The best you're going to manage is to use a bit-field and live with the braces in the initialiser.

Or you have some conditional code and some static assertions to make sure your type is exactly what you want.

Along the lines of

Code:

typedef int my32t;
STATIC_ASSERT((sizeof(my32t)*CHAR_BIT)==32,"32 bit int size failed");

Originally Posted by MartinR

Why not? Isn't that guaranteed that char must be 1 byte? Do you have some evidences that disclaim that?

Where's YOUR evidence, you lying piece of crap!

All that's guaranteed is that sizeof(char) is 1, but all that means is that the sizes of objects are calculated in multiples of the size of a char.

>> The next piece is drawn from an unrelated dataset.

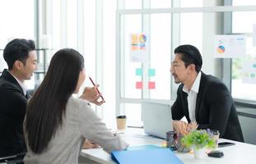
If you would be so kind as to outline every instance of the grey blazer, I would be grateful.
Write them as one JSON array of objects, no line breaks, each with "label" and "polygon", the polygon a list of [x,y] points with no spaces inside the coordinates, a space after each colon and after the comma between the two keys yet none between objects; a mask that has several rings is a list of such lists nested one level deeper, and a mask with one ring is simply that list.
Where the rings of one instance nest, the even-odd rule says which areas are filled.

And in what sense did I "misunderstand" your question, you brainless idiot! You never mentioned anything about not using standard libraries.

Originally Posted by john.c

Where's YOUR evidence, you lying piece of crap!

That was uncalled for. I suggest that you restrain yourself from wildly insulting other members just because they requested that you provide evidence for something that they found contradicted what they thought they understood. After all, if you're right, you get to show that you're right in a way that's helpful.

Originally Posted by john.c

All that's guaranteed is that sizeof(char) is 1, but all that means is that the sizes of objects are calculated in multiples of the size of a char.

The evidence lies in the C standard:

Originally Posted by C11 Clause 6.5.3.4 Paragraph 2a

The sizeof operator yields the size (in bytes) of its operand, which may be an expression or the parenthesized name of a type.

So yes, because the sizes of objects are calculated in multiplies of the size of a char, and because the sizeof operator yields that size in bytes (as per C's notion of what constitutes a "byte"), it follows that in C, it is indeed "guaranteed that char must be 1 byte", therefore MartinR is proven correct. It is just that as Hodor noted, outside of C there's a strong prevalent convention that a byte is 8 bits, whereas C also caters for systems where a "byte" as known to the system may be more than 8 bits, hence you rightly mentioned CHAR_BIT.

Originally Posted by MartinR

Sure I can but this subject is more about how to define such type using standard C types - char for example (assuming char is 8 bits).

Is this merely an exercise to satisfy your curiosity, or is this a requirement for an actual program to be released in production such that you cannot even use the C standard library and hence cannot use what john.c suggested in post #2?

Well the whole point of the standard includes is that it takes all the guess-work out of doing the right thing.

Otherwise you need Pre-defined Compiler Macros / Wiki / Home and a very long list of conditional compilation flags, followed by the static assertion I posted earlier.

Code:

#if defined(WIN32) && defined(MSVC)
typedef int my32t;
#elif defined(DOS) && defined(MSVC)
typedef long int my32t;
#elif defined(LINUX)
typedef int my32t;
#elif // ad nauseam
#else
  #error "Invalid Platform/compiler combo"
#endif

If what you're proposing was that easy on a standard compiler, then stdint wouldn't exist because there would be no need for it.

An unadorned int in C has traditionally aligned itself with the natural register and/or bus width of the target architecture, to be as efficient as possible.

Also, an unadorned int only needs to hold signed 16-bit values to be compliant with the standards. If you want a guaranteed 'at least 32-bits' integer, then choose long int.